Таю думал, что корабль будет охотиться на китов и моржей, и даже взял с собой старый винчестер, оставшийся ему от отца. «Белый медведь» ходил от одного прибрежного селения к другому. Подойдя к берегу, корабль становился на якорь, и на воду спускали маленькую шлюпку. В шлюпку садились гребцы, боцман и на веревке спускали в неё бочонок с дурной веселящей водой. Сгрузив бочонок на берег, шлюпка возвращалась, судно уходило в море.

Когда на землю с моря надвигались летние сумерки, «Белый медведь» снова подходил к берегу. В тихую погоду до уха Таю доносились пьяные голоса и звуки песен. Белые спускали на воду три шлюпки, весело взмахивая веслами, отправлялись к ярангам. Они возвращались нагруженные связками песцовых шкурок, моржовыми бивнями, лахтачьими ремнями, шкурами белых медведей и другим добром, с трудом вырванным у неласковой природы и бурного моря.
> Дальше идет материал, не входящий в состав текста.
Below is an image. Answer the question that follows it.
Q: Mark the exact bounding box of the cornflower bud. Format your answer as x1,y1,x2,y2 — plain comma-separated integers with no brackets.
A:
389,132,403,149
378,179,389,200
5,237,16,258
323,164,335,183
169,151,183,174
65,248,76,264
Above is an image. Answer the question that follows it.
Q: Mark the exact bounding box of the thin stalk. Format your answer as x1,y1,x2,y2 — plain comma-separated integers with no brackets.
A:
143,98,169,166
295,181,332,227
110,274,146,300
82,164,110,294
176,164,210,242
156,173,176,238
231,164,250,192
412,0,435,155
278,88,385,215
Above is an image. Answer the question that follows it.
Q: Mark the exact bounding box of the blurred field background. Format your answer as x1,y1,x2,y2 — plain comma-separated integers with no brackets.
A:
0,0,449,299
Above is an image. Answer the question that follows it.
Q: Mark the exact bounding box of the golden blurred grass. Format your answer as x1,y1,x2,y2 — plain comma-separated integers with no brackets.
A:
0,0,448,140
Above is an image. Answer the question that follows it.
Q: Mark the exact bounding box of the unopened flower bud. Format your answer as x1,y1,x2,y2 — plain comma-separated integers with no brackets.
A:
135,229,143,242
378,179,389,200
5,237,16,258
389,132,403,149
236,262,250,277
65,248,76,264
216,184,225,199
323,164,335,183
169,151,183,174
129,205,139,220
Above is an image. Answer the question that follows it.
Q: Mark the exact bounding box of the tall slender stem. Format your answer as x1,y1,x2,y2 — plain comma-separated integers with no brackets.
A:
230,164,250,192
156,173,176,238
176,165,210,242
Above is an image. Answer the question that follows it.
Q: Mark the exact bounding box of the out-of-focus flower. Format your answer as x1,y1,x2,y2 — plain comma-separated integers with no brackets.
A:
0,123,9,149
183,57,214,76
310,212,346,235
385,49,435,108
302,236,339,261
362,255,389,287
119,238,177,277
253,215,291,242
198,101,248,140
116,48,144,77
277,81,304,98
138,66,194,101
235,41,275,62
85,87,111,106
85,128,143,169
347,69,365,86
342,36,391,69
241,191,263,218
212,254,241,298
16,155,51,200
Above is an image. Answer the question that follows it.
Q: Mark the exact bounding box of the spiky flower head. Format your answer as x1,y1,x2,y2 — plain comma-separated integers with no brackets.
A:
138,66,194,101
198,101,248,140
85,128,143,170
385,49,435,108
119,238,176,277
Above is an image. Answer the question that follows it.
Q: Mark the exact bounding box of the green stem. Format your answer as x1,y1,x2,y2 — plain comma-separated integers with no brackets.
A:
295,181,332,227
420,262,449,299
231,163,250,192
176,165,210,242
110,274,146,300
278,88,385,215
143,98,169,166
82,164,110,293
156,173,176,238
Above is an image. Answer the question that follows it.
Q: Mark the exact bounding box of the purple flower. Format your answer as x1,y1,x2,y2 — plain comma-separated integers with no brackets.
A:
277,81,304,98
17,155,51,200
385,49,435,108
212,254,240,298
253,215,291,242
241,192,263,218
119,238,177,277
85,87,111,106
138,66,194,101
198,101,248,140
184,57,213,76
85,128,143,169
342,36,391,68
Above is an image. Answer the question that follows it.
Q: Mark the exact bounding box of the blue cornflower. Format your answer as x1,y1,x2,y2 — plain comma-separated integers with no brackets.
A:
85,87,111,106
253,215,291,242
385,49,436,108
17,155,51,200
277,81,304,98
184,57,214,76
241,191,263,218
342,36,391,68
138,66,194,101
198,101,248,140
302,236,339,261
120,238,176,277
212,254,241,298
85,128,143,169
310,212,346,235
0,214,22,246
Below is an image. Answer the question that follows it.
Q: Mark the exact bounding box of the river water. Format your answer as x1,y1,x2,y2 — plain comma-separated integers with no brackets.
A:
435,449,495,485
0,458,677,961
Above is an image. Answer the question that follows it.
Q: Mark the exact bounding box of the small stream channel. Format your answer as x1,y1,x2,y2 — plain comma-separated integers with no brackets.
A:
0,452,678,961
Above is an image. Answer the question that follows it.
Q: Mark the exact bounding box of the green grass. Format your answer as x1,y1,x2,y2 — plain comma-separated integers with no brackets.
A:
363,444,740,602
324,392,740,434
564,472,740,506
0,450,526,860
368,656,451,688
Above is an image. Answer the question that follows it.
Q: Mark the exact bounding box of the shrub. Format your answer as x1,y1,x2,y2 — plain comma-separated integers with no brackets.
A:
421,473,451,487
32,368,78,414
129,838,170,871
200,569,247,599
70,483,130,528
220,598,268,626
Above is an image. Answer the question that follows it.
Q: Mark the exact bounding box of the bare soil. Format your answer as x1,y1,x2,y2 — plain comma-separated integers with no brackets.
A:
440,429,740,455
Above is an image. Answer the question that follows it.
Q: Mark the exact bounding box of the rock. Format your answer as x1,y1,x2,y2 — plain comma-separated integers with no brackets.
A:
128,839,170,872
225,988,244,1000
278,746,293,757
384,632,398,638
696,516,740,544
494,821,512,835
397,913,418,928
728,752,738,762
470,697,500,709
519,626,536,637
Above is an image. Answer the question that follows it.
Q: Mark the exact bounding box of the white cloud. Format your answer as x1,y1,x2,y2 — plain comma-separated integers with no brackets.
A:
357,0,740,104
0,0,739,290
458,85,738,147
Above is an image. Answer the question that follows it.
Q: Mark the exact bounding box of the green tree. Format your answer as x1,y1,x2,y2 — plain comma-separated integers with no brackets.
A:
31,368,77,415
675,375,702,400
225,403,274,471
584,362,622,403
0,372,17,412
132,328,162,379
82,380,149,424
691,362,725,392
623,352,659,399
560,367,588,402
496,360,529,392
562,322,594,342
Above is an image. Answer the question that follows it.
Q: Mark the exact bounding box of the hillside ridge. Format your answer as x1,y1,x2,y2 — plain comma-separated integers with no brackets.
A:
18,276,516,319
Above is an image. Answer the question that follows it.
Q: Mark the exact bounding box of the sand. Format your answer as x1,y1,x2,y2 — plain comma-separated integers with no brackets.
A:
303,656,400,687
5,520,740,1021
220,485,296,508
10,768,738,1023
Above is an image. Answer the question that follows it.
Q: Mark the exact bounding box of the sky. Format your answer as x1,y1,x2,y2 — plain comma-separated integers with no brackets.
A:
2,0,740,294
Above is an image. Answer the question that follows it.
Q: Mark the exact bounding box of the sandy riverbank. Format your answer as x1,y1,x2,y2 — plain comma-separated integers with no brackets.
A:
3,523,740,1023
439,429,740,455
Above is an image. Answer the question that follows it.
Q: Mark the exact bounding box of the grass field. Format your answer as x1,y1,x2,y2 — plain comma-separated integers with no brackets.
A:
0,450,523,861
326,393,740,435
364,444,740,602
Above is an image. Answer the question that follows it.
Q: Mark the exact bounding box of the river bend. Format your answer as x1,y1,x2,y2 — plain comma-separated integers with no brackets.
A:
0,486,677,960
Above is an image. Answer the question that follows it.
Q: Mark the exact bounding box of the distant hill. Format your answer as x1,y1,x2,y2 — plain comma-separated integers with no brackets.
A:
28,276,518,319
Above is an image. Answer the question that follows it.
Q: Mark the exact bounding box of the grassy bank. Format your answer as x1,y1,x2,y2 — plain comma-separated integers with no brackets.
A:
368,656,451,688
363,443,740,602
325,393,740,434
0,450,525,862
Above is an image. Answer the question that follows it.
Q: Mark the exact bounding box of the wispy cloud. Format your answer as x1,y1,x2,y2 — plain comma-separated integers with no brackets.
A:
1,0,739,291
Таю не надо было долго думать, чтобы догадаться, какой охотой занимаются белые. Всё у него вскипало внутри, когда он видел самодовольные лица белых, вернувшихся с берега с богатой добычей. Но что мог сделать Таю? Даже удрать со шхуны не было никакой возможности: на ночь его, как ненадежную собаку, запирали в кубрике. А добраться вплавь он не мог — эскимосы, проводящие всю жизнь на море, не умеют плавать… На берег его не брали, опасаясь, что он сбежит или помешает грабежу. Никто с Таю по-людски не разговаривал, на него только покрикивали, а если и крикнуть было лень, делали знак рукой, и Таю должен был сразу догадаться, чего желает белый. Даже самый близкий человек, кок, у которого работал Таю, не считал его за равного и часто забывал накормить. Тогда гордому эскимосскому охотнику приходилось утолять голод объедками, которые давали выбрасывать за борт.

Часто по ночам, когда стихала беготня по палубе, Таю вспоминал родной Нунивак и проклинал тот день и час, когда ему в голову пришла мысль наняться на корабль белых разбойников.

Проходило лето. С севера потянуло холодом ледяных полей, двинувшихся на побережье. «Белый медведь» стал удирать от льдов к Берингову проливу. Иногда по утрам Таю видел белую полоску на горизонте и светлое небо.